Example of (specialized) machine code¶
Python code:
def mysum(a, b):
return a + b
Python bytecode:
0 LOAD_FAST 0 (a)
3 LOAD_FAST 1 (b)
6 BINARY_ADD
7 RETURN_VALUE
C code used to executed bytecode (without code to read bytecode and handle signals):
/* LOAD_FAST */
{
PyObject *value = GETLOCAL(0);
if (value == NULL) {
format_exc_check_arg(PyExc_UnboundLocalError, ...);
goto error;
}
Py_INCREF(value);
PUSH(value);
}
/* LOAD_FAST */
{
PyObject *value = GETLOCAL(1);
if (value == NULL) {
format_exc_check_arg(PyExc_UnboundLocalError, ...);
goto error;
}
Py_INCREF(value);
PUSH(value);
}
/* BINARY_ADD */
{
PyObject *right = POP();
PyObject *left = TOP();
PyObject *sum;
if (PyUnicode_CheckExact(left) &&
PyUnicode_CheckExact(right)) {
sum = unicode_concatenate(left, right, f, next_instr);
/* unicode_concatenate consumed the ref to v */
}
else {
sum = PyNumber_Add(left, right);
Py_DECREF(left);
}
Py_DECREF(right);
SET_TOP(sum);
if (sum == NULL)
goto error;
}
/* RETURN_VALUE */
{
retval = POP();
why = WHY_RETURN;
goto fast_block_end;
}
Specialized and simplified C code if both arguments are Unicode strings:
/* LOAD_FAST */
PyObject *left = GETLOCAL(0);
if (left == NULL) {
format_exc_check_arg(PyExc_UnboundLocalError, ...);
goto error;
}
Py_INCREF(left);
/* LOAD_FAST */
PyObject *right = GETLOCAL(1);
if (right == NULL) {
format_exc_check_arg(PyExc_UnboundLocalError, ...);
goto error;
}
Py_INCREF(right);
/* BINARY_ADD */
PyUnicode_Append(&left, right);
Py_DECREF(right);
if (sum == NULL)
goto error;
/* RETURN_VALUE */
retval = left;
why = WHY_RETURN;
goto fast_block_end;
Test if the specialized function can be used¶
Write code to choose between the bytecode evaluation and the machine code.
Preconditions:
- Check if os.path.isabs() was modified:
- current namespace was modified? (os name cannot be replaced)

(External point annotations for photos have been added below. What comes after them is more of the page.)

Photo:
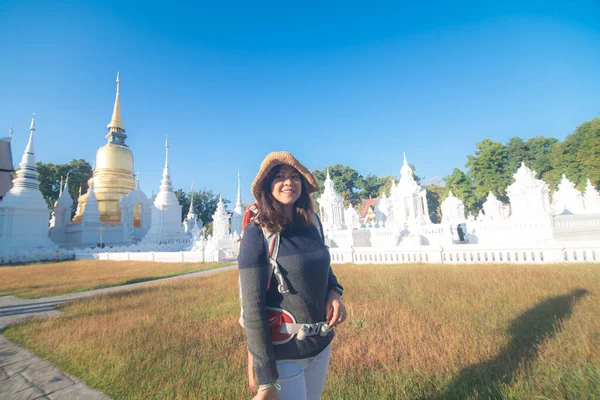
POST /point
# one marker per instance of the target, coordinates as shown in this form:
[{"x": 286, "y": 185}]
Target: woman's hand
[
  {"x": 270, "y": 394},
  {"x": 336, "y": 310}
]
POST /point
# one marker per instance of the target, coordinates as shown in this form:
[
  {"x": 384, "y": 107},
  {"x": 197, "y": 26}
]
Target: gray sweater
[{"x": 304, "y": 262}]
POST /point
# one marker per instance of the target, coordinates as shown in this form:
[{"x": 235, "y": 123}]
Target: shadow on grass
[{"x": 527, "y": 332}]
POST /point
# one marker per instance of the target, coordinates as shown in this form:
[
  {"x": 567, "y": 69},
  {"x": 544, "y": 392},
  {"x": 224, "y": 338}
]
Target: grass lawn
[
  {"x": 50, "y": 279},
  {"x": 414, "y": 331}
]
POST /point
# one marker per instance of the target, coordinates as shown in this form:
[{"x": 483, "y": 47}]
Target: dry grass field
[
  {"x": 51, "y": 279},
  {"x": 413, "y": 332}
]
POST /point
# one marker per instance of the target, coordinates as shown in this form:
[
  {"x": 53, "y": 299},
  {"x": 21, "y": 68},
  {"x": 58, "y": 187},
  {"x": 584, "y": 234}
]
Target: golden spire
[{"x": 116, "y": 122}]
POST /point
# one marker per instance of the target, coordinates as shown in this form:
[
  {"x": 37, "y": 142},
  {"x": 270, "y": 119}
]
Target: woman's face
[{"x": 286, "y": 186}]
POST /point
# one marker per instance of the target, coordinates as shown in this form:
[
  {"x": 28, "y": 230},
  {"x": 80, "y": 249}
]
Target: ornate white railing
[
  {"x": 157, "y": 256},
  {"x": 467, "y": 254},
  {"x": 456, "y": 254}
]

- namespace of the os.path module was modified?
- os.path.isabs function was modified?
- compilation: checksum of the os.py and posixpath.py?
- Check the exact type of arguments
- x type is str: in C, PyUnicode_CheckExact(x)
- list of int: check the whole array before executing code? fallback in the specialized code to handle non int items?
- Callback to use the slow-path if something is modified?
- Disable optimizations when tracing is enabled
- Online benchmark to decide if preconditions and optimized code is faster than the original code?